What we know today as ‘gentrification’ and “regeneration’ – the poor and working-class driven out of their communities to make way for big business developers – was hypocritically deemed ‘considerations of public health and beautification’ during Engels’ time.
“The result is everywhere the same”, he writes. “The scandalous alleys and lanes disappear to the accompaniment of lavish self-praise from the bourgeoisie on account of this tremendous success, but they appear again immediately somewhere else and often in the immediate neighbourhood.”
Capitalism cannot solve the various crises of housing, Engels explains. Money (capital) flows to wherever the rate of profit is highest and leads to ‘over-development’ of cities or parts of cities. When capital becomes too concentrated and profits are squeezed, investment goes elsewhere. In recent years, big money flowed to cities like Manchester after decades of over-investment in parts of London.
Engels pointed out that many existing properties could be used in 1872 to house people: “One thing is certain: there are already in existence sufficient buildings for dwellings in the big towns to remedy immediately any real ‘housing shortage,’ given rational utilisation of them.”
There are over 600,000 vacant homes in the UK (around 225,000 vacant for six months). During the first Covid lockdown, the Tory government did what it previously said was impossible and housed 14,600 homeless people, albeit temporarily.
The expropriation of empty properties, along with a mass council house building programme, on the basis of quality, environmentally sustainable and genuinely affordable housing, are key demands of socialists today.

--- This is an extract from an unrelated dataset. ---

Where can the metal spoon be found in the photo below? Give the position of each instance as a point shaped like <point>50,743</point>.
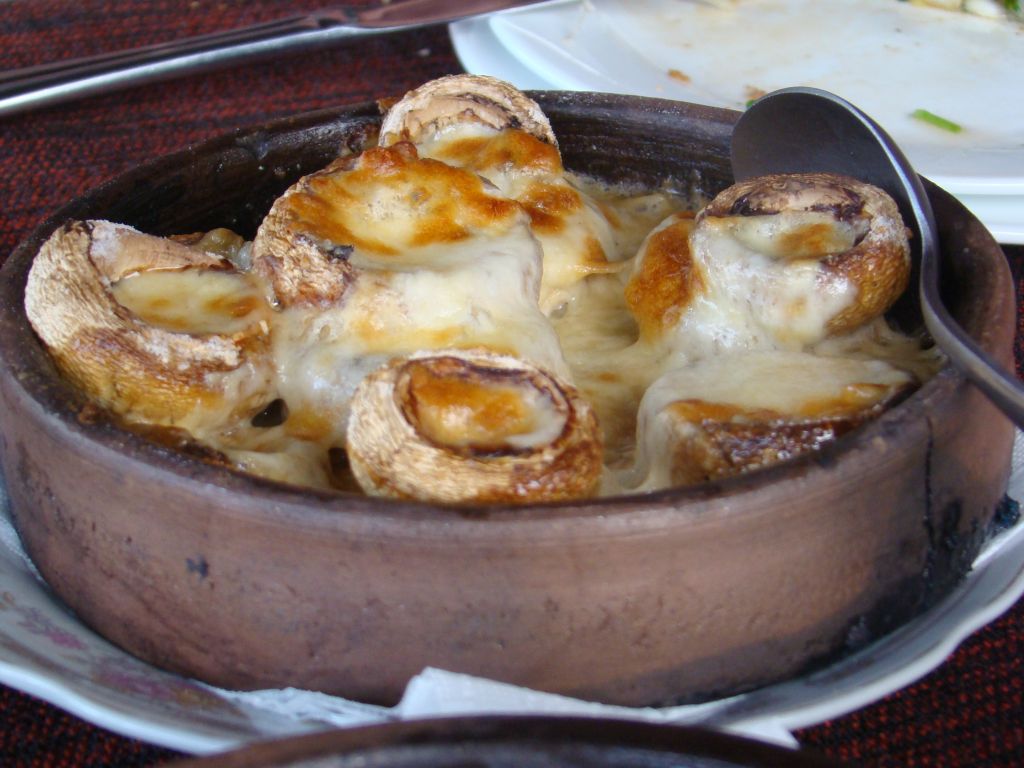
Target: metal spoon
<point>798,130</point>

The Housing Question does not offer a comprehensive programme on housing, as Engels was primarily dealing with the nature of the housing crisis under capitalism. However, he emphasised that housing campaigns and reforms are based on class struggle.
Revolution from below
Mass council house building of the 20th century was a product of the strength of the labour and trade union movement, and the ruling class feared that if they did not concede such reforms social revolution could come from below. But the dismantling of council housing and the increased ‘financialisation’ of housing means solutions to the housing crisis are posed starkly again.
Socialists are at the forefront of struggling for every possible improvement in housing for workers. Militant, the forerunner of the Socialist Party, led the Liverpool City council’s struggle against the Thatcher government, which won significant concessions, such as the building of 5,400 council homes.
Comprehensively and permanently solving the ‘housing question’, however, can only be addressed through the socialist reorganisation of society.
“As long as the capitalist mode of production continues to exist,” Engels explained, “it is folly to hope for an isolated solution to the housing question or of any other social question affecting the fate of the workers”.